Discrimination involves exclusion or less favorable treatment based on for example sex, skin colour, language, religion, ethnicity, social origin or disability. Discrimination can include individual and groups’ access to education, welfare services, and social arenas – and discrimination has been linked to severe physical and mental problems.
In recent years, international and national institutions, academics, and public movements have adopted a broader approach to discrimination. Increased global migration has brought discrimination relating to minority children on the agenda, and the attention toward gender equality has brought the discrimination faced by girls to the forefront of the debate.
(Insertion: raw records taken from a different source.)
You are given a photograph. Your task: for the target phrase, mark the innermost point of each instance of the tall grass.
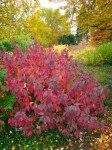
(95, 56)
(105, 51)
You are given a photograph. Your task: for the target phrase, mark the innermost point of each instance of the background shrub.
(52, 92)
(105, 51)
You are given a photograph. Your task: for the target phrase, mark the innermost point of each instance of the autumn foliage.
(52, 92)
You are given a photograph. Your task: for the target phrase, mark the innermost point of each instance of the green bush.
(98, 56)
(23, 41)
(105, 51)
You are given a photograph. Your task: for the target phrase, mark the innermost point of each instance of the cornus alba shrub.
(52, 93)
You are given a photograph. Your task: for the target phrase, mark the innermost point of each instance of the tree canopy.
(92, 15)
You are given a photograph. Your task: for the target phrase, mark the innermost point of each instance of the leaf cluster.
(52, 92)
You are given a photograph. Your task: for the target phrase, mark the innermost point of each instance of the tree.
(39, 30)
(14, 14)
(58, 23)
(92, 15)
According to the Convention on the Rights of the Child, all children have equal rights. The new book edited by Marit Skivenes and Karl H. Søvig provides a comparative and critical analysis of how children’s right to non-discrimination is implemented internationally.
The formal implementation of this right varies. Some countries have made the CRC national legislation or enacted additional legislation to ensure children’s rights, whereas others have not. Further, international human rights, as well as national legal systems, are not consistent in defining the content of the right to non-discrimination. Sometimes the legislation as such is not the problem, but rather how it is enforced – or not enforced.
The new book, with contributions from leading academics drawn from a wide range of countries and disciplines, provides an overview of pressing issues in relation to the discrimination of children across the world, including the effects of discrimination on different areas of life.